Emanuel presents five-year housing plan to city council

Emanuel presents five-year housing plan to city council
Chicago mayor Rahm Emanuel. AP/File
Emanuel presents five-year housing plan to city council
Chicago mayor Rahm Emanuel. AP/File

Emanuel presents five-year housing plan to city council

WBEZ brings you fact-based news and information. Sign up for our newsletters to stay up to date on the stories that matter.

Chicago Mayor Rahm Emanuel will present a five-year housing plan to city council on Wednesday that calls for investing $1.3 billion to produce or preserve 41,000 units of housing.

“Bouncing Back” tries to address forces that have battered Chicago - namely the foreclosure crisis and a population decline of 200,000 people from 2000 to 2010 — with a focus on putting vacant and foreclosed properties back into the mix.

The city wants to unload the 8,000 residential parcels it owns.

“We would like to create a much smoother and more efficient process for getting those parcels back out to people who can use them, make larger lots for example,” said Andrew Mooney, commissioner of planning and development.

For example, a program called Englewood Estates in the Englewood neighborhood would allow residents to acquire city-owned lots. These kind of side-lot programs aren’t new and are criticized because owners must still pay taxes on the properties. Mooney said he will work with city council to work out possible incentives.

Other initiatives in the 2014-18 housing plan include accelerating the micro market recovery program, which slows down the red tape process to put troubled buildings in court and find new property owners; down payment grants for first-time homeowners, pressuring banks to do better neighborhood lending and foreclosure counseling.

Another growing challenge faces residents.

According to the Chicago Rehab Network, half of Chicagoans are rent burdened - they pay more than 30 percent of their income on rent. The same goes for homeowners in the city.
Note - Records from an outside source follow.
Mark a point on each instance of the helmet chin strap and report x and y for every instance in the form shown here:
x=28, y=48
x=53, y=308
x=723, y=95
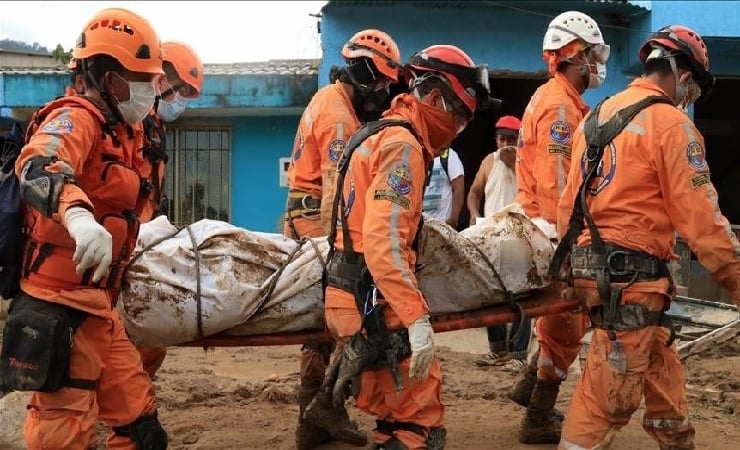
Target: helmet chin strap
x=679, y=87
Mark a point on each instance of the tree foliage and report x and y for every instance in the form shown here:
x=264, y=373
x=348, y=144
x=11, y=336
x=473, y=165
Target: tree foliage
x=12, y=44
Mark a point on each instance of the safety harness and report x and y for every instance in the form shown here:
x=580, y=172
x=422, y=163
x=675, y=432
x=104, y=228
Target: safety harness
x=607, y=263
x=348, y=271
x=155, y=152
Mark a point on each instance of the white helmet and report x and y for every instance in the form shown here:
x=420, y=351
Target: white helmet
x=569, y=26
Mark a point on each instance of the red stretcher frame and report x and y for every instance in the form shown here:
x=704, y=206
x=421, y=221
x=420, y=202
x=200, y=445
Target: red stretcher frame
x=538, y=303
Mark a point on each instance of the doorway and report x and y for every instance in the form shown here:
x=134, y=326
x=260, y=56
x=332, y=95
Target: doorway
x=478, y=138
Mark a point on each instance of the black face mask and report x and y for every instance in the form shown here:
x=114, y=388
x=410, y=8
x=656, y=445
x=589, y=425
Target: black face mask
x=370, y=106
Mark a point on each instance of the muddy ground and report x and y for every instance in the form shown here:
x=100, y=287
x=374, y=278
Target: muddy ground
x=244, y=398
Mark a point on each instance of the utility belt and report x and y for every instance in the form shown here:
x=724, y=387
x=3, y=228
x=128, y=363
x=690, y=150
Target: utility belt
x=345, y=275
x=620, y=265
x=624, y=265
x=385, y=347
x=301, y=204
x=400, y=349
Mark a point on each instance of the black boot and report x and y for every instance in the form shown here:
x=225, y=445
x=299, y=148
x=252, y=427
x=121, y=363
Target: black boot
x=541, y=425
x=308, y=436
x=321, y=414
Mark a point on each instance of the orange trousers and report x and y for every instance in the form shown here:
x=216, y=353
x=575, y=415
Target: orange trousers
x=559, y=337
x=314, y=357
x=420, y=402
x=152, y=358
x=65, y=419
x=309, y=226
x=604, y=400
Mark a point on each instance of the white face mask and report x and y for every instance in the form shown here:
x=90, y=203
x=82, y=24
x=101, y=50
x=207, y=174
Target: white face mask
x=460, y=128
x=170, y=111
x=140, y=101
x=597, y=79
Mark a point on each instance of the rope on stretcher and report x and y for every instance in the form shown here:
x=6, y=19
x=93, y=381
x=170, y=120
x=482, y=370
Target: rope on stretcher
x=507, y=294
x=198, y=300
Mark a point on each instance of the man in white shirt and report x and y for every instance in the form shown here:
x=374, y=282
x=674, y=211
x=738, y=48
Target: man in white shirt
x=444, y=196
x=495, y=183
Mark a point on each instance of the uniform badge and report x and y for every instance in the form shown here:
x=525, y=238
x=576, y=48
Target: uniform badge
x=399, y=178
x=560, y=132
x=604, y=171
x=60, y=125
x=695, y=156
x=336, y=149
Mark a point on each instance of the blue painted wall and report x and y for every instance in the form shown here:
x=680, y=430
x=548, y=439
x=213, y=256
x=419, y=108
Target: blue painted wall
x=504, y=38
x=257, y=200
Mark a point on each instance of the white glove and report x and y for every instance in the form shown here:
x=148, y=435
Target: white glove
x=94, y=243
x=421, y=338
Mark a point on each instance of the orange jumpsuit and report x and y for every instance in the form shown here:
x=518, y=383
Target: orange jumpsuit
x=107, y=181
x=654, y=181
x=153, y=151
x=383, y=190
x=325, y=126
x=543, y=161
x=323, y=131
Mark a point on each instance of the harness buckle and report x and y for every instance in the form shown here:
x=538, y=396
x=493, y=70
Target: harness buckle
x=371, y=302
x=303, y=202
x=610, y=262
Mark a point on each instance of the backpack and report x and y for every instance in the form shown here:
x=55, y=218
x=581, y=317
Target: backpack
x=11, y=214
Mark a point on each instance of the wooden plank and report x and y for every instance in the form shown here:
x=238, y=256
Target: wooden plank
x=717, y=336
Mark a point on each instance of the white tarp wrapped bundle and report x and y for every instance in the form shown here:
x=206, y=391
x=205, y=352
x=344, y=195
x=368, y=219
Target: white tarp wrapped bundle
x=261, y=283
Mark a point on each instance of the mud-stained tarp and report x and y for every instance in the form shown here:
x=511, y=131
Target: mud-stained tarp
x=261, y=283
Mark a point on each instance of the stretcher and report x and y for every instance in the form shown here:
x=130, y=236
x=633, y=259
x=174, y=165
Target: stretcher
x=538, y=303
x=693, y=318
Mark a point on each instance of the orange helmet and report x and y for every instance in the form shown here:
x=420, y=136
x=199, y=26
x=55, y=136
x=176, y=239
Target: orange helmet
x=508, y=126
x=377, y=46
x=123, y=35
x=468, y=81
x=685, y=41
x=186, y=63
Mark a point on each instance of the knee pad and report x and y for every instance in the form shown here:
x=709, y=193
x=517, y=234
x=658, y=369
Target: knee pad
x=391, y=444
x=146, y=432
x=436, y=438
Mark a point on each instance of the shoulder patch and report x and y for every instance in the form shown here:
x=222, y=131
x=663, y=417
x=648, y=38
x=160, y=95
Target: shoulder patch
x=393, y=197
x=399, y=178
x=336, y=149
x=560, y=132
x=298, y=144
x=60, y=125
x=695, y=156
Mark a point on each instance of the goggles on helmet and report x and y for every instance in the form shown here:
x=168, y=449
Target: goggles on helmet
x=474, y=79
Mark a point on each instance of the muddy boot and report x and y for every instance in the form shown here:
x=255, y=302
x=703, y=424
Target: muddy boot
x=321, y=414
x=541, y=425
x=308, y=436
x=521, y=393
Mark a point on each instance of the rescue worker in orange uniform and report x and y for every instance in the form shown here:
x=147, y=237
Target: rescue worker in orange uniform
x=381, y=210
x=334, y=113
x=81, y=184
x=77, y=83
x=576, y=55
x=650, y=181
x=182, y=82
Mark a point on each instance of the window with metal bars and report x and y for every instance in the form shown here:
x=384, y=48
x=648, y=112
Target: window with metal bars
x=197, y=180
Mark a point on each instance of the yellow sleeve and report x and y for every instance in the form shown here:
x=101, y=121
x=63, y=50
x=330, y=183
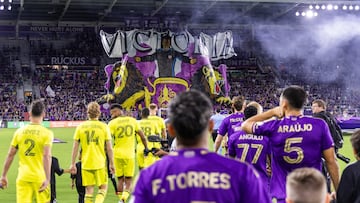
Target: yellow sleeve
x=77, y=133
x=49, y=138
x=14, y=141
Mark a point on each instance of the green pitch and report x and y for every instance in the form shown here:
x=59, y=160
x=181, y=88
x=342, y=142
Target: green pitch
x=63, y=152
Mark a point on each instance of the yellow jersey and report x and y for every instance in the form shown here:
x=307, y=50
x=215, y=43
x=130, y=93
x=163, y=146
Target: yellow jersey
x=123, y=130
x=92, y=135
x=149, y=127
x=160, y=122
x=30, y=141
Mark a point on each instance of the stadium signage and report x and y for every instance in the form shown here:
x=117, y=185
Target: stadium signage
x=68, y=60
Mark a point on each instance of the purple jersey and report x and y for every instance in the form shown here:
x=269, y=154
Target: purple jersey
x=228, y=124
x=253, y=149
x=296, y=142
x=197, y=175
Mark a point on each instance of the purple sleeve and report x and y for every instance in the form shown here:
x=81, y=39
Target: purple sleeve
x=141, y=190
x=254, y=190
x=223, y=127
x=231, y=145
x=263, y=128
x=327, y=140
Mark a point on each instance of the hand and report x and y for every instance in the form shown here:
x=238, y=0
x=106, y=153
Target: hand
x=44, y=185
x=3, y=182
x=73, y=169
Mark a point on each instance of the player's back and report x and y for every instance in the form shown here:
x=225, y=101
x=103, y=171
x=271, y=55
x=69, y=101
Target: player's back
x=296, y=142
x=149, y=127
x=197, y=175
x=92, y=135
x=253, y=149
x=30, y=141
x=229, y=123
x=124, y=129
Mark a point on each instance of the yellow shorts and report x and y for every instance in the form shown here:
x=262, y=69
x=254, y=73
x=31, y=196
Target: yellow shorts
x=94, y=177
x=150, y=159
x=26, y=191
x=140, y=155
x=124, y=167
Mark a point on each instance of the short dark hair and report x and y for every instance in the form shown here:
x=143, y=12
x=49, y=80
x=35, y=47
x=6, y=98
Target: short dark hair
x=238, y=102
x=250, y=111
x=355, y=142
x=116, y=106
x=145, y=112
x=296, y=96
x=37, y=108
x=189, y=113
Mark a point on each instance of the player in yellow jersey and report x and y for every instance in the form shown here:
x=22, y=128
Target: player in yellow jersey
x=124, y=130
x=93, y=136
x=161, y=123
x=149, y=127
x=33, y=142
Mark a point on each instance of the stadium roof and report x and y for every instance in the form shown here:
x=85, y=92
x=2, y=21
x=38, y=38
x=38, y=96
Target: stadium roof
x=112, y=12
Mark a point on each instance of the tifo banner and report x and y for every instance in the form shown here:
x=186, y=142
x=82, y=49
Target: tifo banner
x=156, y=66
x=64, y=124
x=218, y=46
x=19, y=124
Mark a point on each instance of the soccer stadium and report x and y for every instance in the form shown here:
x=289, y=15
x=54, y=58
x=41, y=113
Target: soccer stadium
x=197, y=101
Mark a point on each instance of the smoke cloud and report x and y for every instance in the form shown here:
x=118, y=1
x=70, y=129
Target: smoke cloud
x=329, y=45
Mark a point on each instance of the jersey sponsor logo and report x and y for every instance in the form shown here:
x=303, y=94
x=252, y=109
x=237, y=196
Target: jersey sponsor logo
x=192, y=179
x=306, y=127
x=251, y=137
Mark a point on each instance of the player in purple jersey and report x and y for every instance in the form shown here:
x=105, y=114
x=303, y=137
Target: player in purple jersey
x=226, y=127
x=193, y=174
x=296, y=141
x=253, y=149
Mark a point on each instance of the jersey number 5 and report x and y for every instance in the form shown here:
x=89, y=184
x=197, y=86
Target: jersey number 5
x=288, y=149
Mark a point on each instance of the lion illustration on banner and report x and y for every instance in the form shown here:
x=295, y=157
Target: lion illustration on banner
x=156, y=77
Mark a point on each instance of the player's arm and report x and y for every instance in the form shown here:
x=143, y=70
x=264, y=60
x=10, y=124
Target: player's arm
x=73, y=156
x=47, y=166
x=332, y=166
x=110, y=154
x=7, y=164
x=247, y=126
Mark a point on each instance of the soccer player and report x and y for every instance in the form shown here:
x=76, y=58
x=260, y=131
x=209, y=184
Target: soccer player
x=349, y=187
x=94, y=138
x=161, y=123
x=55, y=168
x=193, y=174
x=296, y=140
x=149, y=127
x=115, y=111
x=226, y=127
x=217, y=118
x=33, y=142
x=253, y=149
x=124, y=130
x=306, y=185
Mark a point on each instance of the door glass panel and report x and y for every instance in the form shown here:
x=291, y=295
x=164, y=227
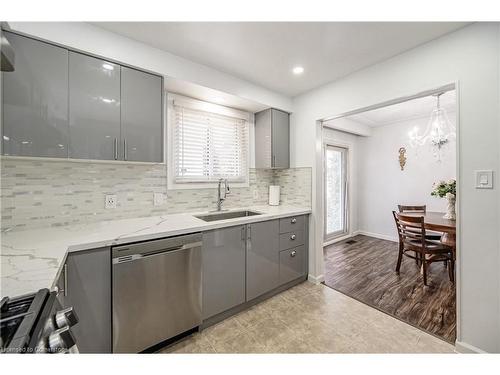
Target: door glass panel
x=335, y=191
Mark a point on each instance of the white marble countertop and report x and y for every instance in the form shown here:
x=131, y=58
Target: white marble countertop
x=32, y=259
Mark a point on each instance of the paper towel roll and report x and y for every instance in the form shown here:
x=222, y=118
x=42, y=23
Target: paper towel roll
x=274, y=195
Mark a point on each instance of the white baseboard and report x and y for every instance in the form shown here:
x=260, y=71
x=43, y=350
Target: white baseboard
x=464, y=348
x=338, y=239
x=376, y=235
x=316, y=279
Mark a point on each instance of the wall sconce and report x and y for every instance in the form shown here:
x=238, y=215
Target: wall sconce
x=402, y=157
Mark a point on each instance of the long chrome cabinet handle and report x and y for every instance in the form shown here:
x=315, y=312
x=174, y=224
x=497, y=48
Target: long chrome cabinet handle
x=115, y=146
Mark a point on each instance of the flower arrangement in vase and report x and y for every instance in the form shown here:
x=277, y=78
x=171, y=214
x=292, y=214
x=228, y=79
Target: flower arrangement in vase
x=448, y=190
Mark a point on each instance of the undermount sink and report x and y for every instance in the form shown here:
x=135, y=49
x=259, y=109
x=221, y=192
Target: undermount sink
x=226, y=215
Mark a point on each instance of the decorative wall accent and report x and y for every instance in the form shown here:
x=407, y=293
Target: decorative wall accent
x=38, y=193
x=402, y=157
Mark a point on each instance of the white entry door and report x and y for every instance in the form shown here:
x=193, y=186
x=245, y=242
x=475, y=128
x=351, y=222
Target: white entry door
x=335, y=208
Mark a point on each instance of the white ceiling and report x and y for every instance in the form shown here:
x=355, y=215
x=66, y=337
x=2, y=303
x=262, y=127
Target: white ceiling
x=412, y=109
x=265, y=52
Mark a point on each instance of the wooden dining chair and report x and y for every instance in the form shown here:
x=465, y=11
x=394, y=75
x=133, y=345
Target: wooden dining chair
x=414, y=244
x=430, y=235
x=403, y=208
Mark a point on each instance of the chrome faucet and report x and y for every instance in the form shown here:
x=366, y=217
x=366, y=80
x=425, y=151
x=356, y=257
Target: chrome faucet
x=220, y=198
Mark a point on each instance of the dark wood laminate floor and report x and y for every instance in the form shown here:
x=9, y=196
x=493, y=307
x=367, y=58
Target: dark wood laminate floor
x=365, y=270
Kevin Jackson, executive director of the housing advocacy group, said the city’s plan does little to address that hardship.

“Housing insecurity in Chicago is expanding,” said Jackson who was on the steering committee for the plan. “Given the housing insecurity, we haven’t seen a proportionate response from the city in terms of what we should be doing for housing in our neighborhoods.”

The median income also fell during the last census period. Mooney said as household incomes improve, hopefully families will be less burdened.

“The economy is going to have a more dramatic impact on family rental burden and home ownership burden than what the city itself can provide, in terms of subsidy,” Mooney said.

This is the fifth city housing plan in the last two decades and it runs from 2014-18. This time around, the plan has a missing word in its title, and that’s rankled some advocates.

“The mayor took ‘affordable’ out of the name. That was indicative to us and troubling,” said Leah Levinger, of the Chicago Housing Initiative.

Mooney said the city had the responsibility to look at the entire city because of the unexpected recession. He said previous housing plans worked under the assumption of a rising housing market.

“It would’ve been at our peril to have ignored what was going on in the housing market, generally, as we hope to climb out  of what happened to the city over these last few years,” Mooney said.

According to the plan, more than 75 percent of the units will go to households earning 60 percent of the area median income, or $44,000 for a family of four.

Housing activity has plummeted in the city. Building permit activity peaked at 15,000 units in 2006 and 2007 and fell to less than 1,300 in 2009, according to the plan. But there are bigger trends to consider in Chicago. The population has decreased by more than 900,000 since 1950. There’s a correlation between where vacant land sits idle, and the loss of manufacturing jobs in those neighborhoods.

The plan is less than the $1.5 billion spent from 2009-13. Mooney said the reduction reflects cuts from federal and local resources.